The audio is also good. The dialogue comes through clean and the music and sound effects are all nicely reproduced in the surround speakers. This is one of those films where a song is always playing, and I must admit, the soundtrack is actually quite good, unlike some dreaded romantic comedies and their choices for bands, this has quite a nice selection, from Beck to Tommy Lee (yes, Tommy Lee!), we get a very broad spectrum of musical cuts. Perhaps it would have been nice to get a Dolby TrueHD track, but Universal doesn't seem to provide these very often.
As with "The 40-Year-Old Virgin", the special features are lively and quite entertaining. All of them are in standard definition, though, but at least they are enhanced for 16:9 televisions.
The commentary is especially fun to listen to; on board we have Seth Rogan, Judd Apatow and Bill Hader from Saturday Night Live. This commentary is lively and whenever things seem to slow down, Bill Hader does dead on impressions of famous movie stars including Vincent Price, Al Pacino and Humphrey Bogart. Not only is this actually an informative track, it is a must listen, so put it on next time you break out the knitting needles.
We also have a collection of deleted scenes that are just as funny as the film itself, four extended scenes that were wisely trimmed down, a Gag Reel, 'Line-O-Rama' is a compilation of catchy phrases from the film. 'Topless Scene: Web Design Company' is about thirty seconds and is just a nude shot that was cut from the film.

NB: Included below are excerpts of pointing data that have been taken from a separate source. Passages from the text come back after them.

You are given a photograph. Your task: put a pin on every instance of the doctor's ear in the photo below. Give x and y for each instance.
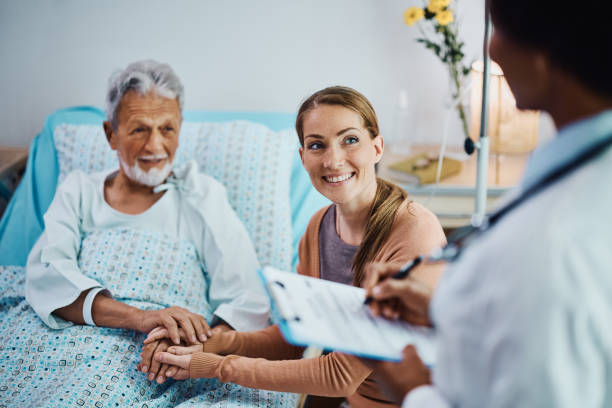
(110, 134)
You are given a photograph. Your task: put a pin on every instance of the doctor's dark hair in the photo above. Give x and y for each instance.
(388, 198)
(576, 37)
(142, 76)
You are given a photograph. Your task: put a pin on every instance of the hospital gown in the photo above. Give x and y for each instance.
(189, 249)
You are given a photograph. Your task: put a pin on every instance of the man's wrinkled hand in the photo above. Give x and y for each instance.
(194, 327)
(150, 366)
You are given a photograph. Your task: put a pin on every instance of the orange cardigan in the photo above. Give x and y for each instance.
(263, 359)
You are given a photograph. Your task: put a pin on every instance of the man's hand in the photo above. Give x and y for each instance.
(178, 360)
(149, 365)
(195, 328)
(398, 379)
(160, 332)
(405, 299)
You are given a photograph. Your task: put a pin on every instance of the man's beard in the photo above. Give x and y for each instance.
(152, 178)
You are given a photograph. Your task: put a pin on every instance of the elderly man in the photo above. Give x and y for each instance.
(144, 246)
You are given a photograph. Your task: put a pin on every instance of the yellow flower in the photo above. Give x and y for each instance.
(436, 6)
(413, 14)
(444, 17)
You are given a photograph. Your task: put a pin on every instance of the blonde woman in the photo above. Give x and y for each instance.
(370, 220)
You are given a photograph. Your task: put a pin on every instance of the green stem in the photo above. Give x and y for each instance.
(457, 95)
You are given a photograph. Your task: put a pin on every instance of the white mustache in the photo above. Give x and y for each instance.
(154, 157)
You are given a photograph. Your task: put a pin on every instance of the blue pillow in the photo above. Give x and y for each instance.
(22, 222)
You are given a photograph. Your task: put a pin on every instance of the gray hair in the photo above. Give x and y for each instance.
(142, 76)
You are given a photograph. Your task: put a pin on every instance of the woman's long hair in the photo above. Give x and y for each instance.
(388, 198)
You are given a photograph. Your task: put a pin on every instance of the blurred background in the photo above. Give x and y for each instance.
(239, 55)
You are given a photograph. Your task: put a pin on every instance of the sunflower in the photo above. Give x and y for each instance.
(435, 6)
(412, 15)
(444, 17)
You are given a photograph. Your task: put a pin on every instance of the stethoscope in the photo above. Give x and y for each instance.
(462, 237)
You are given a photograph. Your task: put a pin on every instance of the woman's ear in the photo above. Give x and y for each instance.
(379, 147)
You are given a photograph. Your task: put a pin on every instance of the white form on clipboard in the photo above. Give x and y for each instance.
(332, 316)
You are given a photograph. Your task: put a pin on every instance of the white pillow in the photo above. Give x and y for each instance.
(252, 161)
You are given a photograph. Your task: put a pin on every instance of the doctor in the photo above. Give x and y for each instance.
(524, 315)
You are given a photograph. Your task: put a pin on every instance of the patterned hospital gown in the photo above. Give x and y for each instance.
(83, 366)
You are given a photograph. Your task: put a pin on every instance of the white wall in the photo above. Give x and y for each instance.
(264, 55)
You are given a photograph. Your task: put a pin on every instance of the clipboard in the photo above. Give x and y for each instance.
(332, 316)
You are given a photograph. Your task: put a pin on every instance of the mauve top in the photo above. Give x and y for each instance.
(336, 259)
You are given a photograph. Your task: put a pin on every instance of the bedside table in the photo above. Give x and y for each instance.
(12, 164)
(453, 199)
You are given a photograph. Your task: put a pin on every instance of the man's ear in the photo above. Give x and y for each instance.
(379, 147)
(110, 134)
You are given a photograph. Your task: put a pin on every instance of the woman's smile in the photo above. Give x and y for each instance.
(338, 179)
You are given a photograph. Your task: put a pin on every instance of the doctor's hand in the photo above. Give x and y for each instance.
(406, 299)
(195, 328)
(398, 379)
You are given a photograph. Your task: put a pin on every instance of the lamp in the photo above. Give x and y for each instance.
(510, 131)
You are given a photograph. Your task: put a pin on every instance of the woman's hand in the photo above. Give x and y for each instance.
(178, 360)
(398, 379)
(405, 299)
(151, 366)
(194, 327)
(160, 332)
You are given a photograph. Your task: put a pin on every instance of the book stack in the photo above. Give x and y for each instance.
(422, 168)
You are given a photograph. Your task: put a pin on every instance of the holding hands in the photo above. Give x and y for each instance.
(161, 359)
(194, 327)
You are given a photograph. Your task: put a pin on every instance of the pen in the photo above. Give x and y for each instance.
(401, 274)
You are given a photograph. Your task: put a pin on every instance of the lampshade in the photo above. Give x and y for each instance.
(510, 131)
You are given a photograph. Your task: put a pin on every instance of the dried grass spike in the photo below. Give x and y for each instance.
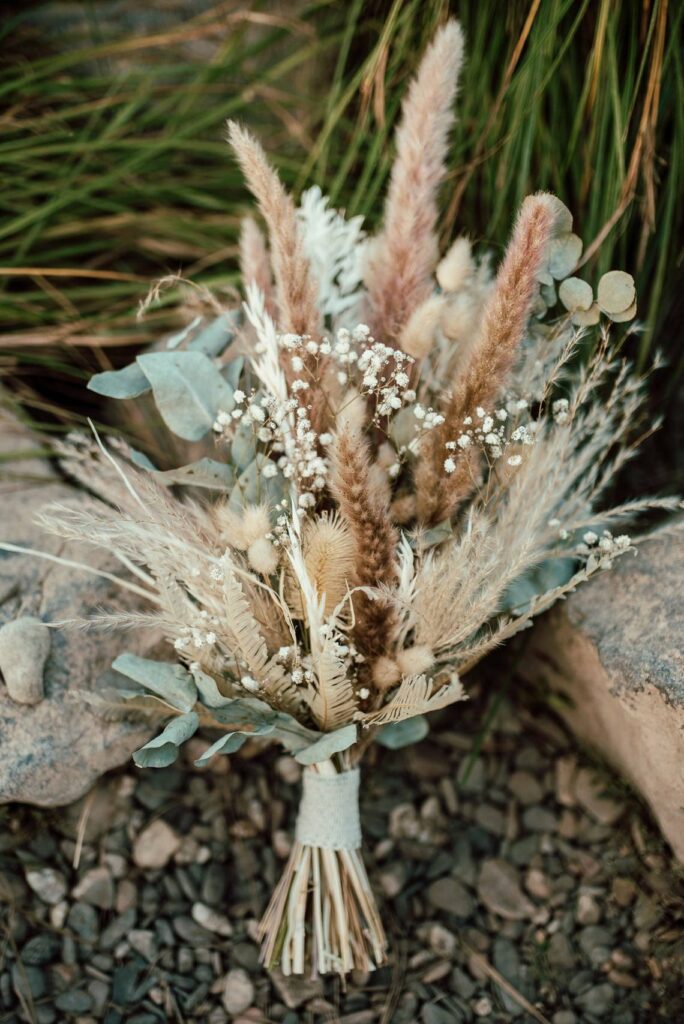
(402, 258)
(296, 290)
(374, 537)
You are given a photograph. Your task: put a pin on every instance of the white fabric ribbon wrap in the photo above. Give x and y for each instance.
(329, 811)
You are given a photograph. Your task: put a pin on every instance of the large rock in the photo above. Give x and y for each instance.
(52, 752)
(615, 650)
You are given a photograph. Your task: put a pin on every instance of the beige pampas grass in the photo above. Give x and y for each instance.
(490, 359)
(418, 335)
(398, 275)
(296, 290)
(456, 267)
(375, 540)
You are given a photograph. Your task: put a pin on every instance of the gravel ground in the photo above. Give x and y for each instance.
(516, 882)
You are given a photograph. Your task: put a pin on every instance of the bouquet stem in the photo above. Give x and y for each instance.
(323, 915)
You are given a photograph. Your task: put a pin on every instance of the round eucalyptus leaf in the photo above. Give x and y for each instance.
(629, 314)
(563, 255)
(615, 292)
(575, 294)
(587, 317)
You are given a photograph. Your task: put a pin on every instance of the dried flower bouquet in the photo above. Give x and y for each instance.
(408, 463)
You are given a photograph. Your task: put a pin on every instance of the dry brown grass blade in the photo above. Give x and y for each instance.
(487, 969)
(56, 271)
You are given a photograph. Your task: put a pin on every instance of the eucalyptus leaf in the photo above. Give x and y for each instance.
(548, 576)
(215, 338)
(575, 294)
(436, 535)
(615, 292)
(253, 486)
(253, 715)
(204, 473)
(628, 314)
(330, 742)
(188, 391)
(243, 448)
(233, 371)
(226, 744)
(394, 735)
(587, 317)
(129, 382)
(168, 680)
(293, 734)
(210, 695)
(163, 750)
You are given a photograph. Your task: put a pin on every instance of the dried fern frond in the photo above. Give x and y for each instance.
(329, 551)
(374, 538)
(333, 701)
(246, 637)
(416, 695)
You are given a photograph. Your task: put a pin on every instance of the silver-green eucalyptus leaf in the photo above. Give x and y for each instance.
(206, 473)
(163, 750)
(564, 252)
(232, 371)
(253, 486)
(129, 382)
(168, 680)
(243, 448)
(550, 574)
(210, 695)
(188, 391)
(330, 742)
(228, 743)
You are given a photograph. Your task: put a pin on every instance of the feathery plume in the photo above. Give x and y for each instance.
(296, 290)
(402, 258)
(490, 359)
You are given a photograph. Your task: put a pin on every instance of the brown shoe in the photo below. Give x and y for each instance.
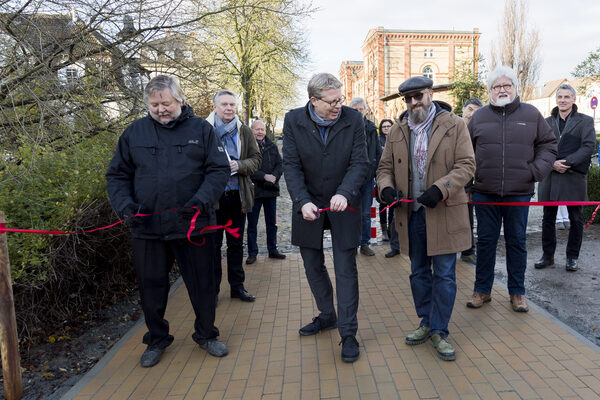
(478, 299)
(519, 303)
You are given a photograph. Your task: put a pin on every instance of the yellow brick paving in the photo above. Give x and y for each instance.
(500, 354)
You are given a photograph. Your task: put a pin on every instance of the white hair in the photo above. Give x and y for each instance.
(503, 71)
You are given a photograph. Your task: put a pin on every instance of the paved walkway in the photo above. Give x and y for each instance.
(500, 354)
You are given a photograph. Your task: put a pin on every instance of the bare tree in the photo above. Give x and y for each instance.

We also have a couple of featurettes, supposedly. One 'Rollercoaster Doc' is basically just a 'you got Punk'd' type deal all about how one of the cast members is afraid to ride rollercoasters, but gets tricked into it. Kind of embarrassing really. The other feels like an on set in joke that none of the rest of us understand. It's about seven minutes long and features Bennet Miller (the director of "Capote") and how he's supposed to baby-sit through the production and help the team avoid a sophomore slump.
I don't get it. Really, all of these features could have been left off, except the excellent commentary. Still, it's more bang for your buck, I guess.
We also have the DVD version of this film on the flip side of the disc, since it is part of the overpriced and much dreaded Combo Format.
Now, Universal is really getting serious about their web enabled content, and it is really starting to get interesting. After connecting your Ethernet cable to your player and establishing the link, simply register your user name and password and then your ready to go. It takes a couple of minutes to get started and the downloading can be a little slow (you can only download one thing at a time), but I'm sure it will go faster after a firmware update or two.
And what we have so far are five exclusive deleted scenes and alternate takes and four trailers for upcoming films. Very cool, and the U-Control feature is a picture in picture commentary that features other members of the cast, also very cool. It also features behind the scenes footage. Universal is keeping their promise about being serious about web enabled content, and I'm excited about the future. We'll be watching.
"Knocked Up" was a lot of fun and this HD-DVD version is definitely the version to own. If some of the special features are a little lacking, it can be forgiven by the excellent commentaries and the enhanced web driven content. I loved it.